The bill, from Senator James Holzapfel, would allow police to confiscate the mobile device belonging to the victim of a crash and thumb through its history in order to determine if the driver was guilty of distracted driving.
Bill S2783 states “whenever an operator of a motor vehicle has been involved in an accident resulting in death, bodily injury or property damage, a police officer may confiscate the operator’s hand-held wireless telephone if the officer has reasonable grounds to believe that the operator was operating a hand-held wireless telephone while driving.”
Some law enforcement officers in the State have applauded the legislative effort, calling it a deterrent to distracted driving.
“A lot of your accidents are happening due to distracted driving,” New Jersey Police officer Brian Metzler News 12. But, the officer added, police need a way to prove a driver was at fault.

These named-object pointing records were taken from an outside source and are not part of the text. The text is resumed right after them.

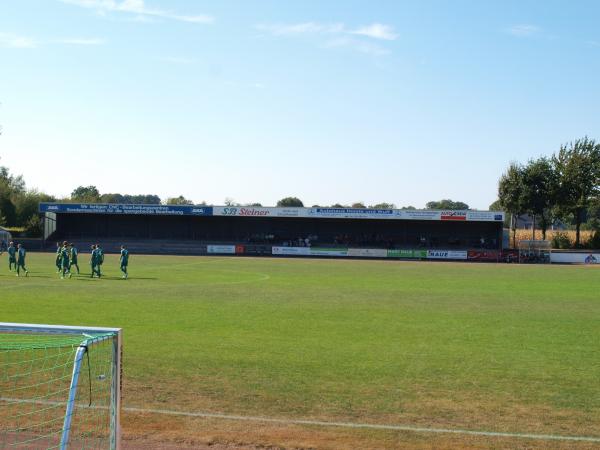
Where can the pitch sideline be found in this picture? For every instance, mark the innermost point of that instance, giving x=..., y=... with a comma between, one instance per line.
x=372, y=426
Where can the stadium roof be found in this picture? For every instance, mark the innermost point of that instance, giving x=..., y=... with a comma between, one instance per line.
x=275, y=212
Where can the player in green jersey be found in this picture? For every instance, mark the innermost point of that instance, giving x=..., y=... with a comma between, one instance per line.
x=58, y=261
x=124, y=260
x=94, y=262
x=65, y=264
x=100, y=258
x=73, y=252
x=21, y=253
x=12, y=256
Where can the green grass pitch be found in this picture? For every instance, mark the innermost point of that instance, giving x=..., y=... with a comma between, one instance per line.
x=470, y=346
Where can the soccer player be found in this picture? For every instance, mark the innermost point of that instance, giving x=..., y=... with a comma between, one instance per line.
x=65, y=264
x=100, y=258
x=73, y=256
x=124, y=260
x=21, y=260
x=12, y=256
x=58, y=261
x=94, y=262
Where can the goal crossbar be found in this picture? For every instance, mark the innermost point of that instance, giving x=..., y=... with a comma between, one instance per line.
x=82, y=340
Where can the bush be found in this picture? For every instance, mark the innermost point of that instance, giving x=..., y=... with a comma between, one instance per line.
x=594, y=242
x=34, y=226
x=561, y=240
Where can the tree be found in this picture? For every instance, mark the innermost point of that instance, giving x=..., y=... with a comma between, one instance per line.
x=577, y=168
x=290, y=202
x=510, y=193
x=27, y=205
x=539, y=191
x=447, y=204
x=497, y=206
x=383, y=205
x=181, y=200
x=86, y=194
x=231, y=202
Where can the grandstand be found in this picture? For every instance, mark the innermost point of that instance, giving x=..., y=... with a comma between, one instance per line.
x=271, y=230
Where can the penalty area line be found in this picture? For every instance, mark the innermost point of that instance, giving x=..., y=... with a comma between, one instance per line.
x=322, y=423
x=371, y=426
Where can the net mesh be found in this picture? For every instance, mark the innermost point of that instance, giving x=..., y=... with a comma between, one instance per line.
x=35, y=379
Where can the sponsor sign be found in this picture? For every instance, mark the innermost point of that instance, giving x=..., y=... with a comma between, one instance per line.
x=483, y=255
x=352, y=213
x=317, y=251
x=415, y=214
x=291, y=251
x=407, y=254
x=104, y=208
x=575, y=257
x=485, y=216
x=222, y=249
x=259, y=211
x=453, y=215
x=368, y=252
x=446, y=254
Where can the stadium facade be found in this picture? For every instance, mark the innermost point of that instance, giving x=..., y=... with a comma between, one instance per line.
x=317, y=231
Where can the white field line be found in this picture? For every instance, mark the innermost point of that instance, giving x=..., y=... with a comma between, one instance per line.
x=372, y=426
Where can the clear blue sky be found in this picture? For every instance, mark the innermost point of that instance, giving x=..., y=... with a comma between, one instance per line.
x=330, y=101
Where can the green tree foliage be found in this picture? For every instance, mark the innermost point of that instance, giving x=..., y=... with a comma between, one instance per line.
x=447, y=204
x=577, y=168
x=86, y=194
x=147, y=199
x=290, y=202
x=510, y=192
x=181, y=200
x=539, y=191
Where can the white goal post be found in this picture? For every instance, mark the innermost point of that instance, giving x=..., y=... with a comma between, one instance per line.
x=60, y=387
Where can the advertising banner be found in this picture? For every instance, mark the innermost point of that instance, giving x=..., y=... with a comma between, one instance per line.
x=415, y=214
x=317, y=251
x=222, y=249
x=110, y=208
x=483, y=255
x=575, y=257
x=368, y=252
x=485, y=216
x=453, y=215
x=446, y=254
x=291, y=251
x=407, y=254
x=352, y=213
x=258, y=211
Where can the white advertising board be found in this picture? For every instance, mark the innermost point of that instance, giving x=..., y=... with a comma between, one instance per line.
x=446, y=254
x=368, y=252
x=291, y=251
x=223, y=249
x=575, y=258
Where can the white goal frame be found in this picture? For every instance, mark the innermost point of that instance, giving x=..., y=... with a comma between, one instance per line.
x=115, y=401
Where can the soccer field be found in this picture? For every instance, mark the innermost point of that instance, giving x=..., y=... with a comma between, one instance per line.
x=454, y=346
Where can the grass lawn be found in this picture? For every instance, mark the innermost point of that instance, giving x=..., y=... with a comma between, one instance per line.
x=448, y=345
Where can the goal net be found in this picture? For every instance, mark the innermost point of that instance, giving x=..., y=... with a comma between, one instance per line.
x=60, y=387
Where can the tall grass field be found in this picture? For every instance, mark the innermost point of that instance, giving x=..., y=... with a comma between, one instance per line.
x=454, y=346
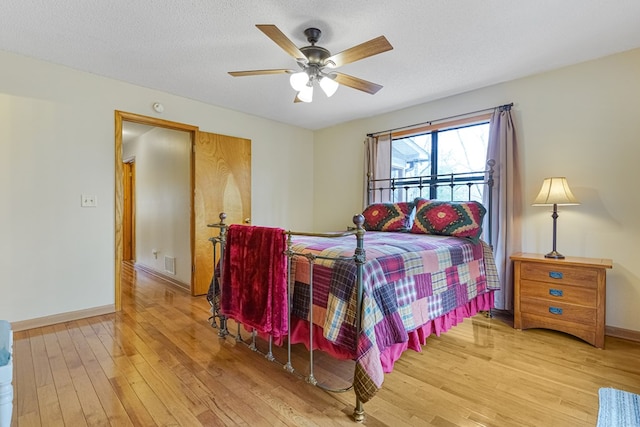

Evidencing technology’s always-growing prevalence in American life, mobile phones have seemingly been a hot topic within the law enforcement community throughout the Nation over the past few years — and not just because they can cause distractions behind the wheel. Officers, unwilling to be taped by video phone-wielding civilians, have increasingly made it standard operating procedure to attempt to confiscate the cellphones of anyone they come into contact with.
Civil liberties advocates contend that an officer confiscating, or conducting warrantless searches of the contents of a civilian’s cellphone, directly violates the 4th Amendment.